I found much of this book to be boring, but that's mostly because I am already familiar with many of the concepts found within. Of the portions I found fascinating, I was not as familiar and many times learned something I simply hadn't known before (in all of my readings and science classes, the Miller-Urey experiments somehow completely slipped by me). And, still, even the "boring parts" were effective refreshers.

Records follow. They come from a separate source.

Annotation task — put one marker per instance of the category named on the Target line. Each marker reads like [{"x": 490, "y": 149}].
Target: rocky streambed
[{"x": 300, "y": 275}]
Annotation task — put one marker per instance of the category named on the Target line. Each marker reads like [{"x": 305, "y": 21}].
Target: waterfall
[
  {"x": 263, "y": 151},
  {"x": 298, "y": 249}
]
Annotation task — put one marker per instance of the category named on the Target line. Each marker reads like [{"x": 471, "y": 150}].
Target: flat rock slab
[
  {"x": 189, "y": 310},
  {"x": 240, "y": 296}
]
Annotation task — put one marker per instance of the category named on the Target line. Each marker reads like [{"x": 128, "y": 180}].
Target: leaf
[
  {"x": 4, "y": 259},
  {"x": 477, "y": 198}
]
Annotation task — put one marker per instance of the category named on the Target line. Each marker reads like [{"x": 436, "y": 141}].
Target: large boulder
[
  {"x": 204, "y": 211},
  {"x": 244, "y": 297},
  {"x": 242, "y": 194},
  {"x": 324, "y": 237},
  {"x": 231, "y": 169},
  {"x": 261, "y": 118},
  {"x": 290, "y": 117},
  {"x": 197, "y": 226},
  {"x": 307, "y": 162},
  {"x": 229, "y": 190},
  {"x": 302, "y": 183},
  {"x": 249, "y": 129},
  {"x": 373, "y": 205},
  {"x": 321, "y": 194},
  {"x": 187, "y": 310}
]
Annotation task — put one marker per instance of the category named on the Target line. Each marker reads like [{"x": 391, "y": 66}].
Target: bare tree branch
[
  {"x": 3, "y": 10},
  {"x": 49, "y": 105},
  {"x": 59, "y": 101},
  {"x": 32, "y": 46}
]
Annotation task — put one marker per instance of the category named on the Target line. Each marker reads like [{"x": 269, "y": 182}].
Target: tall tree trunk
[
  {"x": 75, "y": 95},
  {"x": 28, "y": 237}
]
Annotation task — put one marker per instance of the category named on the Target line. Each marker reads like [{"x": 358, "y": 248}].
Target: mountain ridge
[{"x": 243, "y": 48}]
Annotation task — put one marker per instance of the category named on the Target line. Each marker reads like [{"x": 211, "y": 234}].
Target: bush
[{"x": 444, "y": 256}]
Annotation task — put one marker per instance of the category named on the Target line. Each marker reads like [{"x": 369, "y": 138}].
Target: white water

I must admit that I found the style itself to be somewhat banal, even if friendly and easily-accessible. This could be because it's more of an introduction book than The Story of Earth is. It could also be due to the co-writing arrangement between Hazen and Trefil (I am debating grabbing another of their books to see if this is the case).
Anyway... if you have any interest in science, or feel that you should at least come to a discussion about science having some sort of clue, you should read this book. EVERYONE should read this book.
Rating: 12 (Style: 3 stars; Substance: 4 stars)
ex cathedra - by virtue of or in the exercise of one's office or position
retrodiction - to utilize present information or ideas to infer or explain (a past event or state of affairs)
"If you can get used to the idea that the universe is what it is, regardless of what we think it should be, then you'll have no problem with relativity." - Hazen & Trefil
I am not a film director, nor am I even an aspiring film director. But, since I work with film directors often, I figured I'd finally sit down and read the entirety of this book, front to back. You see, I read portions of this book years ago (probably in 2005), but didn't at the time sense it's applicability.
I sense it now.
I like the book. I'm a long-time fan of many things David Mamet (although he is responsible for a handful of things I really dislike). I enjoy what he says about storytelling.
But I have to say... the opening "dialogue" with his students... man...
I found that to be full of shit.
Yes, Mamet himself is likely to acknowledge the bullshit factor in that opening chapter (and he implies as much in his own foreword), but, man...
Anyway, there is much value for aspiring directors, producers, and writers in On Directing Film. It's a quick read, if a wee overpriced. It has Mamet's usual quick, blunt style. Most of it is on point, though Mamet's disdain for the Hollywood system is palpable.
While Mamet fans will undoubtedly be drawn to this one, there are definitely better books concerning filmmaking.
And that's really all I have to say.
Rating: 9 (Style: 3 stars; Substance: 3 stars)
I'd have given "Substance" four stars, but I can't get over that opening dialogue.